リバースエンジニアリング
2009/3/14
リバースエンジニアリング
ある商品が市場に受け入れられて使用量が増大すると、二匹目のドジョウを狙って他社も参
入してくる。電子部品においてもその例外でない。デジタル回路で使用される素子も、もともと
はトランジスタやダイオードと言う個別部品で作られたが、それを集積回路として提供する会
社が現れ、その需要が増大するとその部品と置き換えのできる互換品を提供する会社が出
てくる。これは、ねじ釘と同じで、規格化する事でその部品の使用者にもメリットがある。汎用
品に対しては大抵同業他社が多数存在する。そこで、他社にない物を作り汎用品のデメリッ
トを回避する動きが生じる。そのためにはいろいろ他社にまねされない技術を投入する。そ
の最大の切り札が特許である。さらに集積回路では回路配置利用権等もある。見えない部
分では製造ノウハウもある。ともかく先行品の調査が不可欠になる。この技術がリバースエ
ンジニアリングと言われている。先行品は他社によりリバースエンジニアリングの対象にされ
る栄誉があるのだろう。しかし、先行者数はわずかであり、後続が大部分であるのはスポー
ツのレースと同じである。技術者なら何らかの意味でこのリバースエンジニアリングに係わっ
た経験があると思われる。カラーテレビのNTSC方式も米国で発明された技術であり、当初
は米国がカラーテレビの先進国であった。テレビ用の集積回路も米国が先行していた。日本
で本格的な集積回路が使われたカラーテレビには米国製の相当品が多く使われた。自分も
その集積回路の第一世代である相当品の開発に従事した。更に、集積度を向上して、より
少ないチップ数でカラーテレビを構成する第二世代、第三世代と開発競争が続いている。

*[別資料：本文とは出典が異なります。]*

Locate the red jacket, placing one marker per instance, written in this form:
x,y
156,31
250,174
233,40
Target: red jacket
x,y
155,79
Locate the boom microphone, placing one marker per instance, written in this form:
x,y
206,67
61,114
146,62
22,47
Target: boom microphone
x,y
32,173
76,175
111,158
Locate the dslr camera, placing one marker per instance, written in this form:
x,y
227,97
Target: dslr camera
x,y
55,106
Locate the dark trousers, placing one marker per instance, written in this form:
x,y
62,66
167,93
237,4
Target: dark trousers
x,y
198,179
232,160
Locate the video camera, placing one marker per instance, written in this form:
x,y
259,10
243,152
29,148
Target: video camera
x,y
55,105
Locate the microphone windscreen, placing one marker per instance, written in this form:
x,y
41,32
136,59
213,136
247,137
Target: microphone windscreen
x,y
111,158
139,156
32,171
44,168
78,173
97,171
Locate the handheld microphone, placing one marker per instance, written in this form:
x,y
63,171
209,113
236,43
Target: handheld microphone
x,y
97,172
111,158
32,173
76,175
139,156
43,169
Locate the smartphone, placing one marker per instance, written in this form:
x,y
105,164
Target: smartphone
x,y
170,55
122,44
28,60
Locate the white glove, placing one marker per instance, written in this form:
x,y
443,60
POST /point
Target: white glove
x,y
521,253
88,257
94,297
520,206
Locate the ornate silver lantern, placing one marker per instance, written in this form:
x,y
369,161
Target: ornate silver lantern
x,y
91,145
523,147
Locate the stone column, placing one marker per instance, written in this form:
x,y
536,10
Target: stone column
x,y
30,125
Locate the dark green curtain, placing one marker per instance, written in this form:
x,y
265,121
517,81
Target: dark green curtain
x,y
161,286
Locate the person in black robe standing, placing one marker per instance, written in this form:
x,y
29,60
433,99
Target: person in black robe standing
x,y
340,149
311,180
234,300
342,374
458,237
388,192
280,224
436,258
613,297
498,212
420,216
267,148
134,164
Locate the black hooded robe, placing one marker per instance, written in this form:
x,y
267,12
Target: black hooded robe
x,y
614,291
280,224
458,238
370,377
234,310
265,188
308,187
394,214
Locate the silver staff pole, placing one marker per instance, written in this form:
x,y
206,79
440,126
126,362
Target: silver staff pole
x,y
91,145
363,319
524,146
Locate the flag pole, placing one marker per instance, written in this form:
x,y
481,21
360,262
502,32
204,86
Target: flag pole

自
分がカラーテレビ用の用集積回路開発に従事した時期は米国がカラーテレビの工場を海外
に移し、ついにはカラーテレビの生産から撤退する時期と重なり、それは日本のカラーテレビ
の生産が急拡大する時期ともかさなる。工業製品の生産国が時代ととも移ることを実感した
のである。米国は車産業をどうするのかその行方に興味を覚える。